Commentary

H&M's Digital Double Take: Fashion's AI Future Gets Real

H&M is taking a high-profile leap into generative AI, creating digital twins of 30 real-life models for use in ads and social content. The move is already stirring debate.

For some, the move is a savvy blend of tech and trend. For others, it raises thornier questions about authenticity, creativity, and what happens when “real” people are rendered optional.

H&M says the project is deeply collaborative. “We are doing this in close collaborations with other creatives within the industry, as well as model agencies and the models themselves, who will hold the right of usage to their digital twin,” said Jörgen Andersson, H&M’s chief creative officer, in a statement. “We are curious to explore how to showcase our fashion in new creative ways -- and embrace the benefits of new technology -- while staying true to our commitment to personal style. This initiative is about exactly this: exploring the benefits of what generative AI can bring to the creative process… Ultimately, H&M’s purpose is to liberate fashion for the many and to celebrate self-expression in everything we do.”

While other fashion brands -- including Levi’s, Calvin Klein, Prada, and Balmain -- have dabbled in AI-generated models, H&M’s approach takes things a step further. By creating digital twins of real people, the retailer is exploring how these avatars might function not just as visual assets, but as influencers in their own right.

“It’s inevitable this will be adopted quite widely by brands,” says Karen Fielding, chief strategy officer at General Idea, which works with luxury clients including Louis Vuitton and Coach. “How they adopt it, and in which places, will be what’s interesting.”

In practical terms, the appeal is clear: AI speeds up content production, cuts costs, and reduces the need for time-consuming photo shoots. But from a branding perspective, the move is more complex -- especially for a company built on the tension between accessibility and aspiration. “H&M’s business model has always been delivering a Vogue-like kind of brand image at the cheapest possible price,” Fielding says. “To me, the question is, are they still delivering that kind of luxury and image, if they're using this technology rather than real people?”

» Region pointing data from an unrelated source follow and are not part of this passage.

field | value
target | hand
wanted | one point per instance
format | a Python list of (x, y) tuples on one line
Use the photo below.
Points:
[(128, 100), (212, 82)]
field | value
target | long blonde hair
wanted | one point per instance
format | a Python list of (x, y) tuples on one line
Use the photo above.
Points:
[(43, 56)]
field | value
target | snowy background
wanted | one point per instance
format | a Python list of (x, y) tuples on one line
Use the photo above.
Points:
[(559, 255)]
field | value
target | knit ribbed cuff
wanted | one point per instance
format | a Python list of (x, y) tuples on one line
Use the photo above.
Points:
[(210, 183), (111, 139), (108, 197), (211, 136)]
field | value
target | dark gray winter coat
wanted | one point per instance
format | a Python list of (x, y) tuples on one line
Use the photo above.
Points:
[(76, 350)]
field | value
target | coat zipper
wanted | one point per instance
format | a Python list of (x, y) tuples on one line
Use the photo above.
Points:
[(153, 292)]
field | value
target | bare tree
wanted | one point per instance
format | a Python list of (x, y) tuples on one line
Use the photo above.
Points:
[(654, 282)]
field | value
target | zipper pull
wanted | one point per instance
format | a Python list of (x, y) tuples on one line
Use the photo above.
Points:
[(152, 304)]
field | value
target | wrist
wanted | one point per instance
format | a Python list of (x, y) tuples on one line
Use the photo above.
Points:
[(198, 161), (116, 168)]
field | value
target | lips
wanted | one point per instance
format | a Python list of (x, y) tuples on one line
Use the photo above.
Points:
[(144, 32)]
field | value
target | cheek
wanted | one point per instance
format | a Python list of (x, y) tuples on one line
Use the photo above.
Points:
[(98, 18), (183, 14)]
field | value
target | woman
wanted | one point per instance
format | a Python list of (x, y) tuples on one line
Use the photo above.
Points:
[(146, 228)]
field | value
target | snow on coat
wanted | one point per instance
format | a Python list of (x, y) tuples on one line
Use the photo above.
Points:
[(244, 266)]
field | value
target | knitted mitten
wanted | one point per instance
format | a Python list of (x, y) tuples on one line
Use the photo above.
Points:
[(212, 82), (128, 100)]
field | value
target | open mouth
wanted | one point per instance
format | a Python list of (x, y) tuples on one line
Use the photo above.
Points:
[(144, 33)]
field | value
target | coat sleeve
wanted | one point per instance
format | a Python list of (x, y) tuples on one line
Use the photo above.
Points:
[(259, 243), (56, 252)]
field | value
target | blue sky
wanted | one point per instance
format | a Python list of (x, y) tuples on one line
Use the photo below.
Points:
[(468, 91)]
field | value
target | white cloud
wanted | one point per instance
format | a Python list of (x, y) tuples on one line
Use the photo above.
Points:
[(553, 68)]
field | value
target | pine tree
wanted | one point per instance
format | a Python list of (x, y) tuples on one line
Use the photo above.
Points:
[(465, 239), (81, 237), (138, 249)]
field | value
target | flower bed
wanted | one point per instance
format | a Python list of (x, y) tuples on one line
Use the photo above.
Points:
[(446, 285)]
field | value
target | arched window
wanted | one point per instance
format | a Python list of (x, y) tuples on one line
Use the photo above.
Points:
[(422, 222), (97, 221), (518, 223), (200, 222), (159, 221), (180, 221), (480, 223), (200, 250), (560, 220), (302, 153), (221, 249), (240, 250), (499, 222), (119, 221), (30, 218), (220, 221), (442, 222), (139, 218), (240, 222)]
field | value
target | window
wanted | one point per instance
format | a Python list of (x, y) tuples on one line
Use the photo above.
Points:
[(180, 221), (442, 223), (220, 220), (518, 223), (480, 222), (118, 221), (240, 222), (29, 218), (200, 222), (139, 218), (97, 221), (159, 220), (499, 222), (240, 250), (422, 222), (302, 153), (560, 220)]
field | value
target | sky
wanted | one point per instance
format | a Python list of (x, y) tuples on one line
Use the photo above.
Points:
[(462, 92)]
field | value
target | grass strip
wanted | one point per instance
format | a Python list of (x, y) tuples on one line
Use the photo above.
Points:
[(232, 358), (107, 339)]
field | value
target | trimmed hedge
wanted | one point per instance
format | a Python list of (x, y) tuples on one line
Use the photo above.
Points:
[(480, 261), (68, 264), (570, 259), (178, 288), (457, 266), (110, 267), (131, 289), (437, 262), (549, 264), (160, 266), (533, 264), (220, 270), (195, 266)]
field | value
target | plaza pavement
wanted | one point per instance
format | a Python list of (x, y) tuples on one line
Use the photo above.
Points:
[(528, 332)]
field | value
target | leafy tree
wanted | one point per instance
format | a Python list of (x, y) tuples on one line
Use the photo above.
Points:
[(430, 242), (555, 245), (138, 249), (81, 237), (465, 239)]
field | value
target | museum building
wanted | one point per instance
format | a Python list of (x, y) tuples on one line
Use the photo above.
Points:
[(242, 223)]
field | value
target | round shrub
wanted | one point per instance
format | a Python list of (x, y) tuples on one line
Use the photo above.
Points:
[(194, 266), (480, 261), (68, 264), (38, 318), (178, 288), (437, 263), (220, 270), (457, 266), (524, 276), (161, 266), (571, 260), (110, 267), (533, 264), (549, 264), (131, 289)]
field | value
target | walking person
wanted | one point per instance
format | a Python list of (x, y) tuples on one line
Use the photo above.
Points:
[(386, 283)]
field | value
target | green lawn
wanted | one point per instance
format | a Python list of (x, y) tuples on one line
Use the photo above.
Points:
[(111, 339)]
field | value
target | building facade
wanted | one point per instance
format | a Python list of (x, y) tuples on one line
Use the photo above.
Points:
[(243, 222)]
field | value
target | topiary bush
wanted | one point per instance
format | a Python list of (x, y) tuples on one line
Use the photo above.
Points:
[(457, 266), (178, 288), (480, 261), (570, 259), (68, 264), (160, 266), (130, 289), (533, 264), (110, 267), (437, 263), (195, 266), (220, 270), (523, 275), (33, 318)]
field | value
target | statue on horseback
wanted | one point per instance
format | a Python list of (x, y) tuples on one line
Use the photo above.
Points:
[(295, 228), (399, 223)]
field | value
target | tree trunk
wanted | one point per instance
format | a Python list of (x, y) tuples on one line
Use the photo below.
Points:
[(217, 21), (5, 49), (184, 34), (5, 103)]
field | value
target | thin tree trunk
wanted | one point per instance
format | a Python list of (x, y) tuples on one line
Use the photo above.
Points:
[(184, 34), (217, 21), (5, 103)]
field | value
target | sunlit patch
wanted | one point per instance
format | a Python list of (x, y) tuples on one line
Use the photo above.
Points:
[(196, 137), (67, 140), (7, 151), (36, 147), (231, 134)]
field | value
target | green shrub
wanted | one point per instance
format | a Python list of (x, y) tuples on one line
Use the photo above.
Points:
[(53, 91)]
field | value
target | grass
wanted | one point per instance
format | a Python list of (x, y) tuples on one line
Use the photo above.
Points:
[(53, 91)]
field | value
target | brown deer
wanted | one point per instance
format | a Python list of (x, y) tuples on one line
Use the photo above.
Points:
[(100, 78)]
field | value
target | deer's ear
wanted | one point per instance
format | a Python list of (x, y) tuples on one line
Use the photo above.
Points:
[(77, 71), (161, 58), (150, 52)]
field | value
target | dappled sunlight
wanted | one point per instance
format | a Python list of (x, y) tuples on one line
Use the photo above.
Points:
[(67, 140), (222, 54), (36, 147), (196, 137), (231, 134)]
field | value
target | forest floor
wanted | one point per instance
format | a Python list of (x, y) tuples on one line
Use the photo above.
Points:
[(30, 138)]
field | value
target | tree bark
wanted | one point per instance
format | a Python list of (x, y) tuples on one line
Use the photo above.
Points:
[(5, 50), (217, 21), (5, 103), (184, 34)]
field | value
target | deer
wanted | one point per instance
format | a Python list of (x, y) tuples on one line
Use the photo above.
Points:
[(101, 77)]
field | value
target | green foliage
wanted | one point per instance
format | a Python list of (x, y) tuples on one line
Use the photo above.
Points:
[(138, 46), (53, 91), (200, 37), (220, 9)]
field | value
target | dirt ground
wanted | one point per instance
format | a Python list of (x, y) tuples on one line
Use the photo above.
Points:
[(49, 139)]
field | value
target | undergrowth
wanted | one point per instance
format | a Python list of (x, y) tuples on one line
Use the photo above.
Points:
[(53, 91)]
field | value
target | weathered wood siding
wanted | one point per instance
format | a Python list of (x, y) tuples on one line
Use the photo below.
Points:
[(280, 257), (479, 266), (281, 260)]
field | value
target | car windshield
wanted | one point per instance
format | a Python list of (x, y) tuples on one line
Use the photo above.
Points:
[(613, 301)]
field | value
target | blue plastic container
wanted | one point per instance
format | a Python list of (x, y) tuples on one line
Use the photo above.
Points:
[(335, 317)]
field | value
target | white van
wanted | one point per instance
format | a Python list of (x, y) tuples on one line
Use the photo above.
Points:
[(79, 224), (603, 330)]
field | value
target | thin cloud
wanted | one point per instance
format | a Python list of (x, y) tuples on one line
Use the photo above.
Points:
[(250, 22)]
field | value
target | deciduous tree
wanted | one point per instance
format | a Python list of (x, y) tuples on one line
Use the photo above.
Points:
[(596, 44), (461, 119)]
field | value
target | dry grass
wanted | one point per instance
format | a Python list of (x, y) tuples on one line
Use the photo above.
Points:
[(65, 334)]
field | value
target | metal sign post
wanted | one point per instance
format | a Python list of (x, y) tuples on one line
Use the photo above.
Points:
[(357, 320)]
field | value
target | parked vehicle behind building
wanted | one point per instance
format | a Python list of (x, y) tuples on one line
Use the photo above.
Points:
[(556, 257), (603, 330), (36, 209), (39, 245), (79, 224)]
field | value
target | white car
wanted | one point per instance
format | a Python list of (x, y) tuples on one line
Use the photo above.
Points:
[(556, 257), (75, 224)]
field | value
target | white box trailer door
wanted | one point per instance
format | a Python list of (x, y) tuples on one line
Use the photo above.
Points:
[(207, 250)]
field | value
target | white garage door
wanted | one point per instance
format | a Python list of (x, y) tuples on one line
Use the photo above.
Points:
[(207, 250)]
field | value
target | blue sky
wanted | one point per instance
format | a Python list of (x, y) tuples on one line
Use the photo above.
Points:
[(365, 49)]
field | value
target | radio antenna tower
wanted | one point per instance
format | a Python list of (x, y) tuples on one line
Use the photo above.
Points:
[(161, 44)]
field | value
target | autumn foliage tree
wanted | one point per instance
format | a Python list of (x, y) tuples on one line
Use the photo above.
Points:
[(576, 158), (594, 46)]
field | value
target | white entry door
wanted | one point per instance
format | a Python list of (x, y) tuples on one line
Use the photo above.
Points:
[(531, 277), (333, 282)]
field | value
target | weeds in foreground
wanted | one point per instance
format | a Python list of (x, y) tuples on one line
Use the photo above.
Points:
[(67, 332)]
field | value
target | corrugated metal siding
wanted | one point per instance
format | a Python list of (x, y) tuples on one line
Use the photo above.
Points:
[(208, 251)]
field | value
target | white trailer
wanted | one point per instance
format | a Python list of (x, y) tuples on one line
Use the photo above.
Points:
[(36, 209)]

Ansley Williams, head of influence at Ogilvy North America, sees opportunity in the technology's use, but urges caution. “Does this effort serve a creative purpose? Is this a cost-saving move? Or a different way to appeal to the consumer?” she asks. She notes that Ogilvy has worked extensively with virtual influencers, including Lu from Brazilian retailer Magalu, who has built a large and loyal following by blending digital identity with human-like storytelling.

Williams says consumers deserve transparency about what they’re seeing. “We’re really passionate about disclosure,” she says. But she also believes the real opportunity lies in augmenting -- not replacing -- human connection. “From a creative perspective, people build connection with real people. And when they see real humans being able to interact with clothing and fashion, it adds a human element.”

She predicts a kind of aesthetic whiplash as AI-generated visuals become more common, with a rebound toward messy, imperfect, unmistakably human content. “Maybe we’ll just completely bounce back to what’s true in reality,” she says.

Fielding agrees, especially for luxury. As AI floods the market with infinite amounts of polished but generic imagery, she expects high-end brands to double down on emotional storytelling, craftsmanship, and imperfection. “There will be a move to things that are human -- handmade, imperfect things,” she says. “And those will become more prevalent in luxury.”

But just as most people will never be able to distinguish between a real Hermes bag or a fake, consumers aren’t likely to spend much time poring over the endless stream of fashion images, challenging themselves to spot the imposters. Even if they could, many would still prefer the affordability of mass-produced goods over pricey bespoke options, Fielding adds.

For now, even H&M doesn’t know where this leads. “It’s all about testing and learning,” says Williams. “I know that’s boring. But it’s still so true.”